People really don’t see much, don’t care much about the things that happen. Maybe it’s hard enough for them to get up out of bed every morning, another day.
There was Lincoln, coming back down Capistrano, just like the first time, but wet with his own saliva, now, panting. I hurried after the dog, but this time when I called breathlessly Lincoln slowe
d, and turned to look as I snatched at the leash and caught it.
Lincoln jumped up and down, breathing hard. My hand slipped and I had to hang on tight. I got a better grip, Lincoln testing my strength, experimenting with the power of the leash.
I gave the leather strap a few good turns around my wrist. Lincoln gave a half-spoken yowl, telling me to let him go. The leash was taut, the dog begging me, good-humored, but feinting, lunging.
12
Maureen’s father was getting on his bicycle when I panted up the front lawn with Lincoln.
It’s an old bike, but Mr. Dean rides it every morning to the campus in Berkeley, a black-and-white three speed that creaks. He stood there with one leg up on the bike and closed his eyes and opened them. “Thank God,” he said.
Lincoln had his tail between his legs.
“Anna, I was in a panic. I can’t run, not like you. I was going off on my bike to look.” He gave a little laugh. “Maureen’s off looking for Lincoln at Indian Rock. Once he went up there and ran around making a nuisance. Lincoln, where were you?”
Lincoln hung his head, wagging his tail experimentally. I told Mr. Dean about the deer.

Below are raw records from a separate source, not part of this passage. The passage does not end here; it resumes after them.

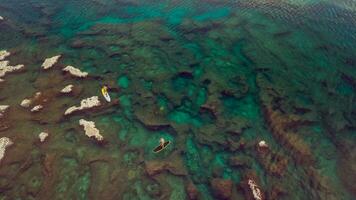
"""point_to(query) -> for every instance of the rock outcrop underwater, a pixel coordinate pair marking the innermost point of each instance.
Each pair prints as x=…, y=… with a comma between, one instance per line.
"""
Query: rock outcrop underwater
x=255, y=97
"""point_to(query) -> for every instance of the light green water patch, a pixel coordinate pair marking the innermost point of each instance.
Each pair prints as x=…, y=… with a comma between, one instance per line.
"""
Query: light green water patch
x=140, y=192
x=146, y=84
x=218, y=13
x=204, y=192
x=177, y=187
x=72, y=15
x=345, y=89
x=125, y=127
x=202, y=96
x=198, y=71
x=125, y=102
x=181, y=117
x=239, y=54
x=176, y=15
x=123, y=81
x=180, y=83
x=72, y=181
x=195, y=49
x=193, y=161
x=163, y=102
x=246, y=107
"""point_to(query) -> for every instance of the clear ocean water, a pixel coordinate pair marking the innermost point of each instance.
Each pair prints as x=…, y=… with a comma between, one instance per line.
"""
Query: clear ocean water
x=259, y=91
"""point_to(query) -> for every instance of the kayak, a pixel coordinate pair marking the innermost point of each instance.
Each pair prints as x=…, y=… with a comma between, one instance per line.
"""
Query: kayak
x=106, y=94
x=160, y=148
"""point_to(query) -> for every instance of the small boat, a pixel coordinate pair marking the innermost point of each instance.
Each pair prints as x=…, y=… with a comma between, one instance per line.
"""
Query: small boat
x=160, y=147
x=105, y=93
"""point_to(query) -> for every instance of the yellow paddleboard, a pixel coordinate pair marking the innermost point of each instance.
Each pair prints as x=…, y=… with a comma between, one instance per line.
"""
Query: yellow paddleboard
x=105, y=93
x=160, y=148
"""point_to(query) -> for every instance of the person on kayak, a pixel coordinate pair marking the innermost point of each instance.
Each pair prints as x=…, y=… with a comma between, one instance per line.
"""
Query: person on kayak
x=104, y=91
x=161, y=142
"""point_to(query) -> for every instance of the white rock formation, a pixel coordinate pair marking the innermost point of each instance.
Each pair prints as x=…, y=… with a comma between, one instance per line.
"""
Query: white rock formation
x=67, y=89
x=4, y=54
x=4, y=143
x=3, y=109
x=37, y=108
x=75, y=72
x=42, y=136
x=26, y=103
x=49, y=62
x=263, y=144
x=255, y=190
x=84, y=104
x=5, y=68
x=90, y=130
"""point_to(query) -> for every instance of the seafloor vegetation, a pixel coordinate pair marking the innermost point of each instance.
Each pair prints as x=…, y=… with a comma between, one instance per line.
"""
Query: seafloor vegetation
x=213, y=77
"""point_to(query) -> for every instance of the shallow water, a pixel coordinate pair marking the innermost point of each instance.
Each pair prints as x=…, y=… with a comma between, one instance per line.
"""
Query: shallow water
x=214, y=77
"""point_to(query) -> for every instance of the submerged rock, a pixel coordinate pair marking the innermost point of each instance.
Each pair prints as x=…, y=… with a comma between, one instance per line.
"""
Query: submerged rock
x=75, y=72
x=67, y=89
x=36, y=108
x=26, y=103
x=5, y=68
x=222, y=188
x=42, y=136
x=3, y=109
x=4, y=143
x=4, y=54
x=157, y=167
x=84, y=104
x=90, y=130
x=49, y=62
x=251, y=187
x=192, y=191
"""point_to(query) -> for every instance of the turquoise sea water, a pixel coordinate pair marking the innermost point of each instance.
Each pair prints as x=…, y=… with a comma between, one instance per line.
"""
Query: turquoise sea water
x=214, y=77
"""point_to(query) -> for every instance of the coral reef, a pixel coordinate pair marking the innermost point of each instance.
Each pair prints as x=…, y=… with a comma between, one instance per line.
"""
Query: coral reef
x=5, y=142
x=4, y=54
x=50, y=62
x=5, y=68
x=43, y=136
x=85, y=104
x=90, y=130
x=222, y=188
x=3, y=109
x=67, y=89
x=37, y=108
x=75, y=72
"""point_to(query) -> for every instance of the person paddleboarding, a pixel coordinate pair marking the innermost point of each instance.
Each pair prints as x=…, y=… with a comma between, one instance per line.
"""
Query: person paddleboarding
x=104, y=91
x=162, y=145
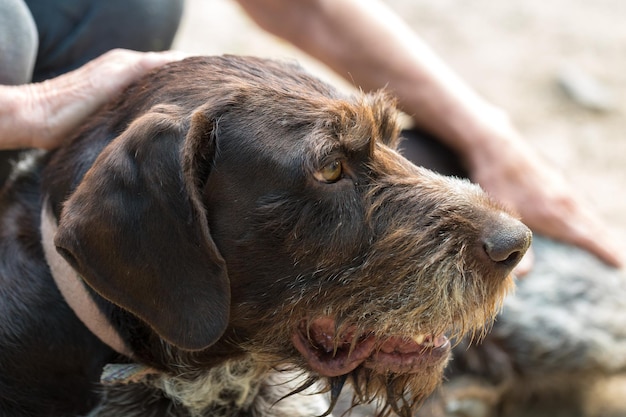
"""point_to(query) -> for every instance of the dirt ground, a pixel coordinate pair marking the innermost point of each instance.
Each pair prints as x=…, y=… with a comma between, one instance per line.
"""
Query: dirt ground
x=513, y=53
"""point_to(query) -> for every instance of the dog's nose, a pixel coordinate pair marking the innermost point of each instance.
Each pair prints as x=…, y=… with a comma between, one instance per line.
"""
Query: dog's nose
x=506, y=240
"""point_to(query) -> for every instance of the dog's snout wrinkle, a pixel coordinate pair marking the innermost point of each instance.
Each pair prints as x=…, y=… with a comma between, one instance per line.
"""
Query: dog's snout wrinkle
x=506, y=241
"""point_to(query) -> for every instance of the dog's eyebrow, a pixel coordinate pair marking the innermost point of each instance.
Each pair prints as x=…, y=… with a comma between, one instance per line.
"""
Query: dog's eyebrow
x=360, y=125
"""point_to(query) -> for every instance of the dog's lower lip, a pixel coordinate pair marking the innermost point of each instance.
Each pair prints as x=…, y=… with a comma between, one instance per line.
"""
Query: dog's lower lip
x=407, y=357
x=396, y=354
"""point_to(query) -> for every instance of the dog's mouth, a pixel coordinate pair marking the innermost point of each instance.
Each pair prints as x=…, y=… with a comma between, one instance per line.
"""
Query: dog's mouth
x=330, y=354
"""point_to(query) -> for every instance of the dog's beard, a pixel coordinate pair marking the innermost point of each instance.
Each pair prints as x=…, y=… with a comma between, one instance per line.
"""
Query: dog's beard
x=390, y=393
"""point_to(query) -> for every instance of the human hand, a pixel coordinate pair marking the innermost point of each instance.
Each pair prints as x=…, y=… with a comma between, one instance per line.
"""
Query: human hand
x=513, y=174
x=42, y=114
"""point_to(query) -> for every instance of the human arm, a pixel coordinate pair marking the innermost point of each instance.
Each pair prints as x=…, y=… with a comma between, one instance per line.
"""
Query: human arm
x=42, y=114
x=368, y=44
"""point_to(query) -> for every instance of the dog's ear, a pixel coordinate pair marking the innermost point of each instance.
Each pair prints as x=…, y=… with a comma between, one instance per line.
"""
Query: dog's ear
x=136, y=229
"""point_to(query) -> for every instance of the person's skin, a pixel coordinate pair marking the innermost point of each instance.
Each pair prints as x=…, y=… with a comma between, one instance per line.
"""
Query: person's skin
x=41, y=115
x=365, y=42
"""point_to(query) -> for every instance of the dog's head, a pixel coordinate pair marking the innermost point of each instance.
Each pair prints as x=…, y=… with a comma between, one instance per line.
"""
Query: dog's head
x=244, y=206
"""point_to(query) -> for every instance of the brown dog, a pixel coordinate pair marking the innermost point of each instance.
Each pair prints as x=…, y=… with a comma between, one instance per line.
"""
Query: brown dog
x=232, y=218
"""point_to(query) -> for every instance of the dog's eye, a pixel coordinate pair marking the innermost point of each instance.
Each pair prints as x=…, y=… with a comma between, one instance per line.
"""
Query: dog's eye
x=331, y=172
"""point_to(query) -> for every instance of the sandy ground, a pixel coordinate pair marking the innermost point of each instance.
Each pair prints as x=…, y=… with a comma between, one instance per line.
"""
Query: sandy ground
x=512, y=53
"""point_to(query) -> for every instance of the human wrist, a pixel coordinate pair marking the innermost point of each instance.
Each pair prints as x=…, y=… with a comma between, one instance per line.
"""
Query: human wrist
x=15, y=117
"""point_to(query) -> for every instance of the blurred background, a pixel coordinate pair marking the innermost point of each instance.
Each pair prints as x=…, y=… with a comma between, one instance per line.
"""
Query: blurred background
x=558, y=67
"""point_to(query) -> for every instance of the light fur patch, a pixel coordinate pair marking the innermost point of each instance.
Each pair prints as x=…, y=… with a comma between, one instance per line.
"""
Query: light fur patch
x=244, y=385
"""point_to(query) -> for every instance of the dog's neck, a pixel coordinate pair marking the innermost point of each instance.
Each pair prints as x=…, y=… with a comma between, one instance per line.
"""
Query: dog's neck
x=73, y=289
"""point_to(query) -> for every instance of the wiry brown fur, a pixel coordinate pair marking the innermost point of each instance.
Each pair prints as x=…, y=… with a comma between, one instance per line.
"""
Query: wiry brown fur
x=193, y=209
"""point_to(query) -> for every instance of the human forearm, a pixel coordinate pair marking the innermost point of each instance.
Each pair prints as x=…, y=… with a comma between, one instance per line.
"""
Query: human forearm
x=369, y=45
x=43, y=114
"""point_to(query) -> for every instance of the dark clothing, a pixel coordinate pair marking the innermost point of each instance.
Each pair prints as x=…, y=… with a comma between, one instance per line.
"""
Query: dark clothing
x=40, y=39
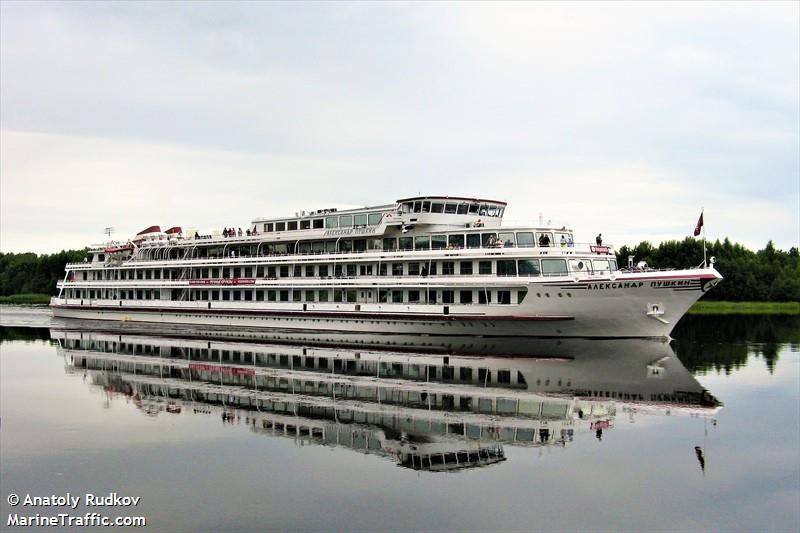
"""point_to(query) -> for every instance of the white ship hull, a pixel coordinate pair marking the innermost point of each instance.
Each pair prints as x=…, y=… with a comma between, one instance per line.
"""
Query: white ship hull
x=644, y=304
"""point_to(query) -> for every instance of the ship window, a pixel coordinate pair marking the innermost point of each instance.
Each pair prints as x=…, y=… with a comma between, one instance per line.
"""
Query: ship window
x=528, y=267
x=506, y=268
x=507, y=239
x=579, y=265
x=489, y=240
x=525, y=239
x=455, y=241
x=484, y=296
x=544, y=239
x=554, y=267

“Oh, that’s not good at all, not at all,” said Mr. Dean. He gave a little laugh. “It’s my fault. It’s my fault, Lincoln,” he said to the dog. “One day I was going to go to Petland and get one of those big chains, the stainless steel ones. I took a look at one of those, and I said, ‘Lincoln doesn’t need a chain like that, not a dignified dog like Lincoln.’”
Maureen sprinted down the street, and when she reached us, bent over, her hands on her knees. “I can’t breathe,” she said finally. “I’m going to die.”
“Lincoln almost did a terrible thing,” said Mr. Dean. He made his laugh, a small karate chop of a chuckle. “He almost caught a deer. Isn’t that right, Lincoln? A deer for breakfast.” He spoke to the dog in a normal speaking voice, not in a little cute voice, the way some people talk to animals.